Fighter Pilot Fights For His Life During Massive Air Raid Over Iraq

During Desert Storm, the U.S. Air Force launched a massive air raid on Bagdad and the Nuclear Power Plant at al-Tuwaitha. The Air Force used 72 F-16 Fighting Falcons in the mission.

The Mission

The Air Force's target, al-Tuwaitha, was Saddam Hussein's nuclear research program. This wasn't the first time someone tried to destroy the facility, either. Iran and Israel had attempted to take it out but failed in the past. With Desert Storm, the U.S. had to take their shot.

Pilots fought in the air during Desert Storm for over 40 days and 40 nights, but the mission was planned for the second day, January 19, 1991. However, the city had its air defense systems intact since there were no attacks yet.

The Iraqis were fully aware that the F-16s were inbound but did not know exactly where they would attack. So part of the planes went toward the al-Tuwaitha compound, while the others went toward downtown Bagdad.

Their target was important government buildings, which encompassed the Iraqi Air Force Headquarters and the Republican Guard headquarters. The pilots headed to the nuclear facility faced a well-guarded compound.

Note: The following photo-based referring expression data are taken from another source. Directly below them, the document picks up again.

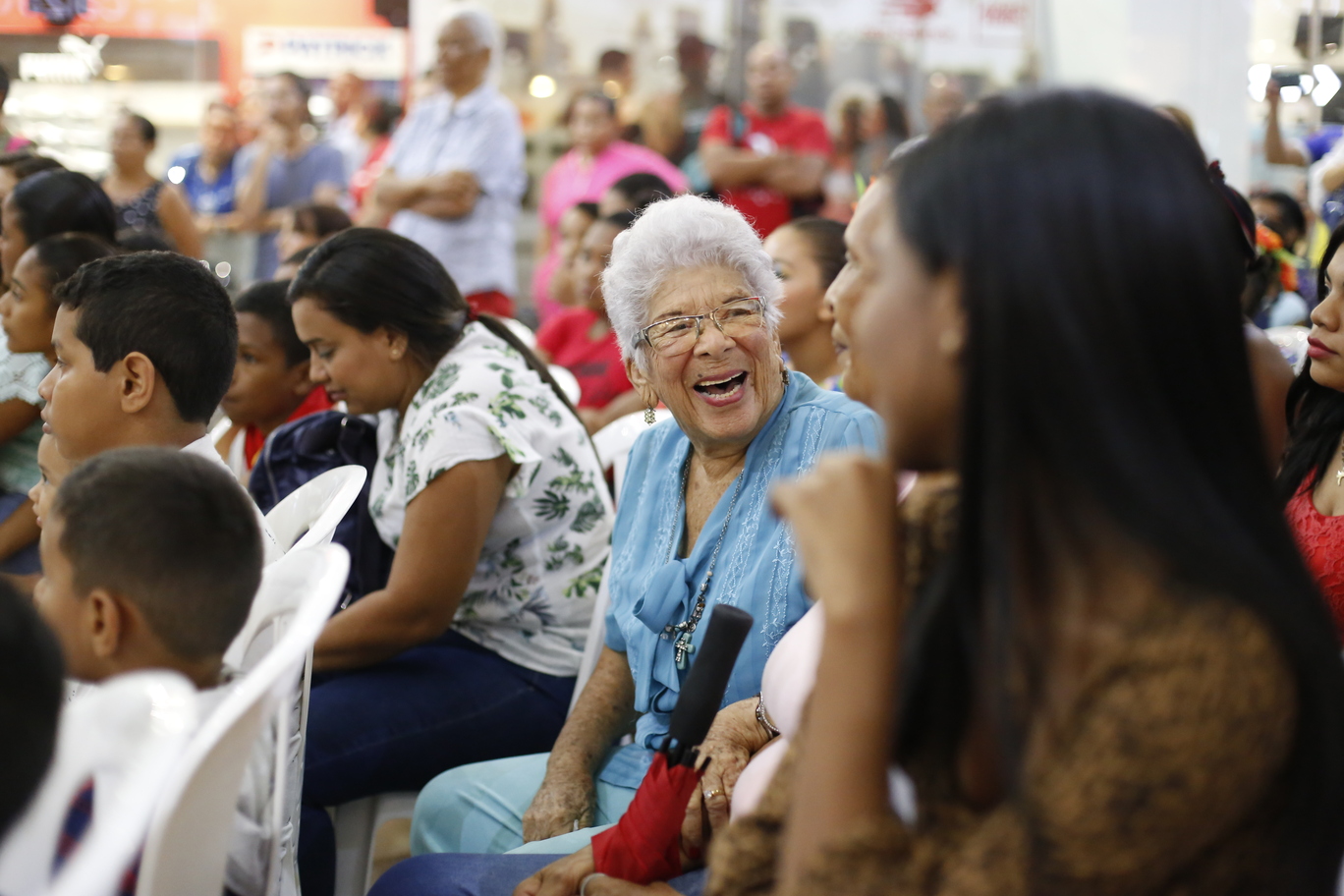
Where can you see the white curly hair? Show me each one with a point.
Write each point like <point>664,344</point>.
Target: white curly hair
<point>674,235</point>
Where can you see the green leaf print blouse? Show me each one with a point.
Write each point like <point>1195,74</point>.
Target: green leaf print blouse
<point>535,585</point>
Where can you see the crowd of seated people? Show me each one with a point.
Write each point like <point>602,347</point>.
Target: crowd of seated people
<point>1030,610</point>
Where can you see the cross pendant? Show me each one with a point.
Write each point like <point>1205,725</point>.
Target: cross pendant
<point>683,651</point>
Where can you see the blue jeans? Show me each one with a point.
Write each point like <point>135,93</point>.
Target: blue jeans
<point>397,724</point>
<point>471,874</point>
<point>25,560</point>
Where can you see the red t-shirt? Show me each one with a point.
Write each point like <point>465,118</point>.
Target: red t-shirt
<point>595,363</point>
<point>797,129</point>
<point>1321,541</point>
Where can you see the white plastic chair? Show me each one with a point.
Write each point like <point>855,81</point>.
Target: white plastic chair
<point>189,838</point>
<point>308,516</point>
<point>567,382</point>
<point>284,589</point>
<point>127,735</point>
<point>522,331</point>
<point>357,825</point>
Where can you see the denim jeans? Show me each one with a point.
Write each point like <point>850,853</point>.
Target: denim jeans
<point>478,874</point>
<point>397,724</point>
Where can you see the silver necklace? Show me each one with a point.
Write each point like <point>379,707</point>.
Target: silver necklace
<point>683,630</point>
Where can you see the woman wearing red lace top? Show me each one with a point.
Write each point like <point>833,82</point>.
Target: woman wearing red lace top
<point>1312,476</point>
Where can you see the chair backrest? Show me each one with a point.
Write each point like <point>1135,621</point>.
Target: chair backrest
<point>522,331</point>
<point>125,735</point>
<point>285,586</point>
<point>567,382</point>
<point>309,515</point>
<point>189,837</point>
<point>613,442</point>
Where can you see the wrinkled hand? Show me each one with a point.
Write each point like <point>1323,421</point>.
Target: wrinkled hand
<point>558,805</point>
<point>844,526</point>
<point>734,738</point>
<point>561,877</point>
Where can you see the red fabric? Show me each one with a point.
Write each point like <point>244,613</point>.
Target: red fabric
<point>595,363</point>
<point>252,438</point>
<point>492,303</point>
<point>645,845</point>
<point>797,129</point>
<point>364,179</point>
<point>1321,541</point>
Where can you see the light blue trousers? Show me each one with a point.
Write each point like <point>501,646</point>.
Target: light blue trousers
<point>478,809</point>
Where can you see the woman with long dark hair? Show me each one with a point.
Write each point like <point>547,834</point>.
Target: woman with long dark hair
<point>489,492</point>
<point>1124,680</point>
<point>1310,479</point>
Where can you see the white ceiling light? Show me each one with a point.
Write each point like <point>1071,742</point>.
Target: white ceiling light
<point>1326,84</point>
<point>1257,77</point>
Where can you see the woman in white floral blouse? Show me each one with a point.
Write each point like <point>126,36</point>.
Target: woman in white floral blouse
<point>488,488</point>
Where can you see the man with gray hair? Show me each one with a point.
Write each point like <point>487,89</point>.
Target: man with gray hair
<point>455,171</point>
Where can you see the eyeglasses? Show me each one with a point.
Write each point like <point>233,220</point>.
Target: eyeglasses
<point>676,335</point>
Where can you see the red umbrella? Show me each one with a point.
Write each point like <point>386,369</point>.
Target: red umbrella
<point>645,844</point>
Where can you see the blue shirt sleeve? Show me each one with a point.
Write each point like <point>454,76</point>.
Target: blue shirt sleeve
<point>329,168</point>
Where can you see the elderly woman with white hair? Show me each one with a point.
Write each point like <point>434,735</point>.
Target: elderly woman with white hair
<point>694,303</point>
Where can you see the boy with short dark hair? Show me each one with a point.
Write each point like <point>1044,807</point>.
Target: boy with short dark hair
<point>145,348</point>
<point>270,384</point>
<point>150,559</point>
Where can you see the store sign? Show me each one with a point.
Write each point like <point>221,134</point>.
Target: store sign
<point>76,63</point>
<point>1003,22</point>
<point>376,54</point>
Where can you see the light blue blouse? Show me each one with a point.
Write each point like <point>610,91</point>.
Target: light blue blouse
<point>756,571</point>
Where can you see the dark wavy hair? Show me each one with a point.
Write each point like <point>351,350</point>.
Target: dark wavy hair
<point>367,277</point>
<point>1315,412</point>
<point>61,255</point>
<point>58,201</point>
<point>1074,222</point>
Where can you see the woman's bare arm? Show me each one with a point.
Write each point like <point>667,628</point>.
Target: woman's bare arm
<point>441,544</point>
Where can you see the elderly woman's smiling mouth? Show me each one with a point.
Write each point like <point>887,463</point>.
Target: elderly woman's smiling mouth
<point>720,390</point>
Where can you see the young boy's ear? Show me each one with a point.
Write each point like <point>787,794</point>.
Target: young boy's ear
<point>138,382</point>
<point>105,615</point>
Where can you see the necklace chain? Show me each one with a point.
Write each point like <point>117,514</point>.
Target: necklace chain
<point>683,630</point>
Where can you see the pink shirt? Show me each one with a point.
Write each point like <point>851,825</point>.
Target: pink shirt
<point>573,180</point>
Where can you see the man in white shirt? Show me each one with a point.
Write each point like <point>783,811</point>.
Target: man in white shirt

Its defenses included smoke, anti-aircraft guns, and surface-to-air missiles. They had to pull back, and the team that went to the government buildings had a similar experience, also falling back.

Pilot Under Fire

Emmett Tulia, also known by the callsign Stroke 3, was supposed to hit an oil refinery downtown. But, a SAM was headed his way. He moved to avoid the incoming missile.

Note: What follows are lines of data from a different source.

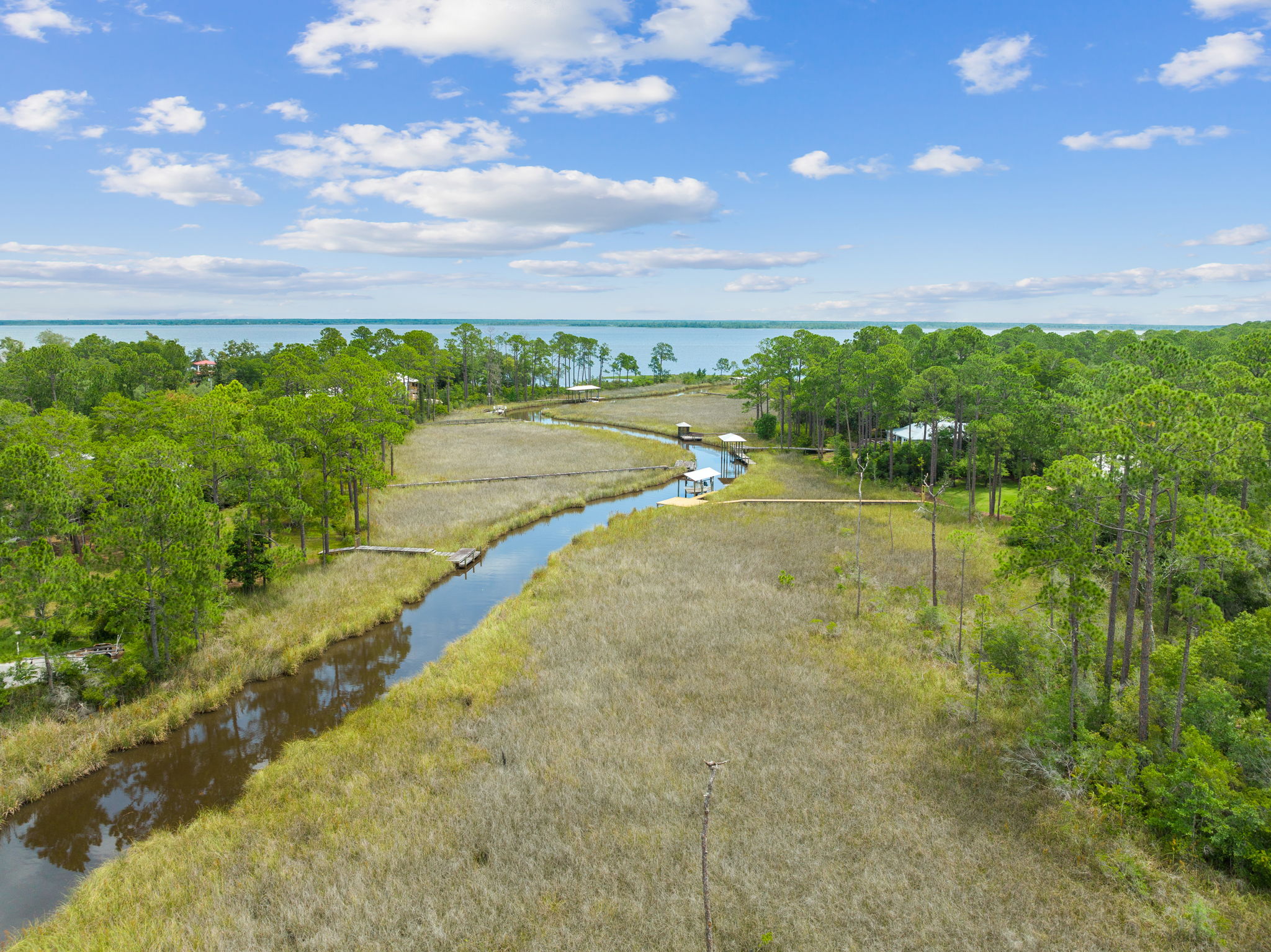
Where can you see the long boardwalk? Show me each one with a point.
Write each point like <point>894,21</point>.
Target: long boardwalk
<point>460,559</point>
<point>533,476</point>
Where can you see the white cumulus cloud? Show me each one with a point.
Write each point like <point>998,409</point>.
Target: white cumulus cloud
<point>290,110</point>
<point>360,149</point>
<point>501,210</point>
<point>446,88</point>
<point>204,274</point>
<point>87,251</point>
<point>816,164</point>
<point>418,240</point>
<point>1236,236</point>
<point>172,114</point>
<point>144,11</point>
<point>536,196</point>
<point>45,112</point>
<point>947,161</point>
<point>1218,9</point>
<point>764,282</point>
<point>31,18</point>
<point>1216,63</point>
<point>153,173</point>
<point>930,299</point>
<point>589,97</point>
<point>554,45</point>
<point>650,261</point>
<point>997,65</point>
<point>1182,135</point>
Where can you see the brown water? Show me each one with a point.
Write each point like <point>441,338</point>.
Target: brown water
<point>48,845</point>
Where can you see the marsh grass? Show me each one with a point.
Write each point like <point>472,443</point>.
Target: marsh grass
<point>271,632</point>
<point>707,412</point>
<point>539,787</point>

He was able to maneuver away from it and fly to his destination to drop bombs. Even though he lost his wingmen, his mission was successful, and he headed home.

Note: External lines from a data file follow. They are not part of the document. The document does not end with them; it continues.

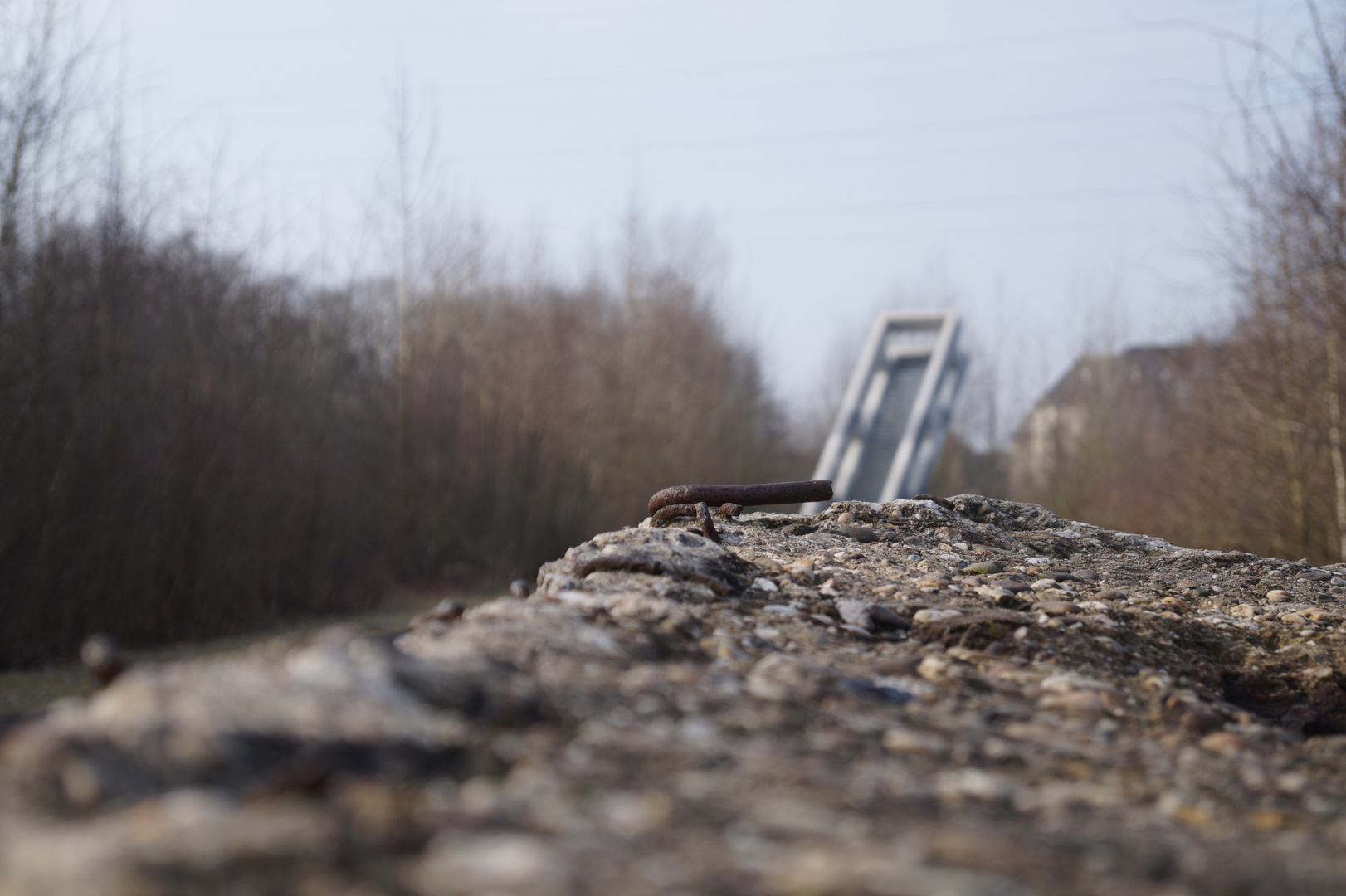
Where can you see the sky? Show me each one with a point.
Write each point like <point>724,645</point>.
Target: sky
<point>1047,166</point>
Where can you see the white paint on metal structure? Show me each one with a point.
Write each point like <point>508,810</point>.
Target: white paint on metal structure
<point>895,412</point>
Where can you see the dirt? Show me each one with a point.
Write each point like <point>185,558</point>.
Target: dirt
<point>967,697</point>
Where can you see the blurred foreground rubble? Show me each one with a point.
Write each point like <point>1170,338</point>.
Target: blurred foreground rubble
<point>900,699</point>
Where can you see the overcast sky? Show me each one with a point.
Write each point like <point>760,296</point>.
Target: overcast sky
<point>1046,162</point>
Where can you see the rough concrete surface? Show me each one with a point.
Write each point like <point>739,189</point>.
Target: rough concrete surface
<point>906,699</point>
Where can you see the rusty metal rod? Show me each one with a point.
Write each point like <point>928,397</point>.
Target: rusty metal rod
<point>770,493</point>
<point>669,513</point>
<point>707,523</point>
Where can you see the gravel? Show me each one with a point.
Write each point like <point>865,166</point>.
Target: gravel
<point>980,700</point>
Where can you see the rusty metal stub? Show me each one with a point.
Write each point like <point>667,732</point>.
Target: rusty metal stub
<point>770,493</point>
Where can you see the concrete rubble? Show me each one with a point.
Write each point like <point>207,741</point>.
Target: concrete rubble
<point>909,699</point>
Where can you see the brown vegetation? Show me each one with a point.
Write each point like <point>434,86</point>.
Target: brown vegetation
<point>1241,447</point>
<point>192,447</point>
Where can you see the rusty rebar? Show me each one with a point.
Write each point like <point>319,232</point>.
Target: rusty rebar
<point>707,523</point>
<point>669,513</point>
<point>770,493</point>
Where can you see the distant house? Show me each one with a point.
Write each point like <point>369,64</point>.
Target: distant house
<point>1104,404</point>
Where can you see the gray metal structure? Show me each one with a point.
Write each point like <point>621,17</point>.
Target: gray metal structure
<point>895,412</point>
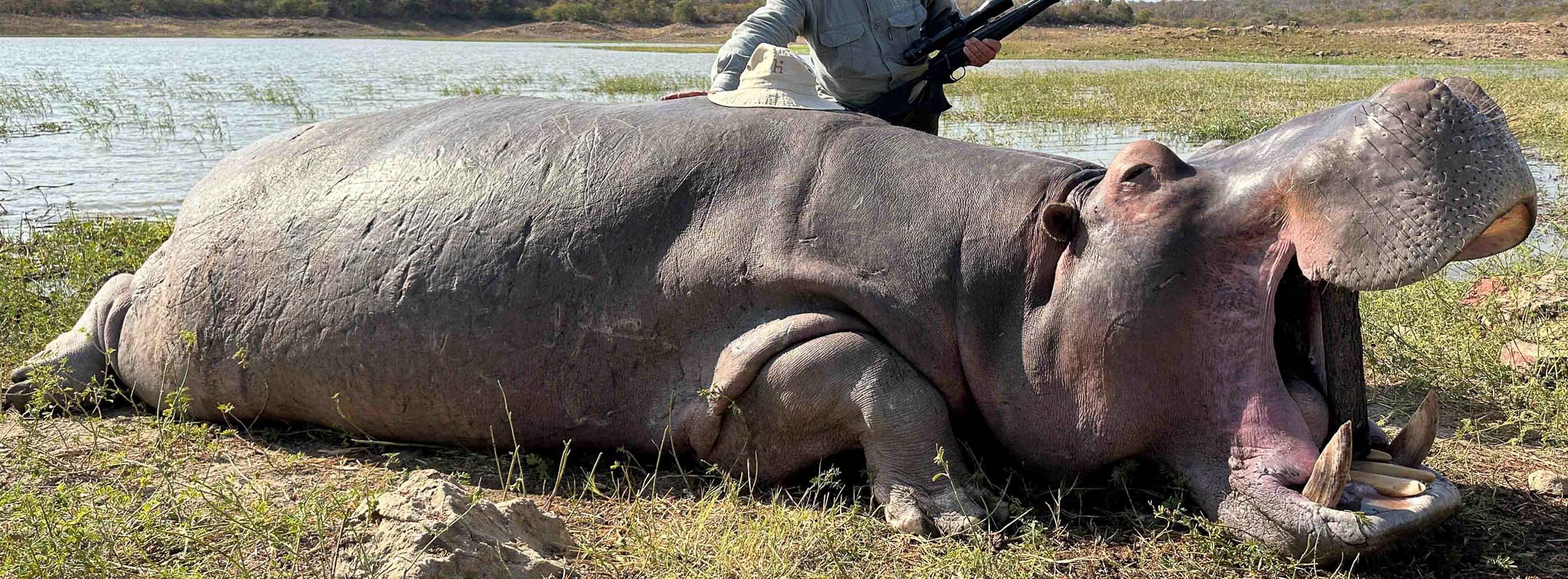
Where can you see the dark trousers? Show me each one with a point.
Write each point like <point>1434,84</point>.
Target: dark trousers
<point>920,119</point>
<point>923,113</point>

However, on his way back, three more SAMs found him. As his cockpit alarms went off, his wingman Maj. Jeff Tice told him to go right. Since he followed Tice's instructions, he was not hit. However, another SAM came at him a couple of seconds later. This one came closer, but he could still maneuver out of the way.

Six minutes of G-force and maneuvering later, the sixth missile lost its lock on his plane, and Tulia joined the rest of the F-16s on their way home. Unfortunately, his wingman, Tice, was hit, ejected, and was captured. The nuclear facility had some damage but was not out of commission.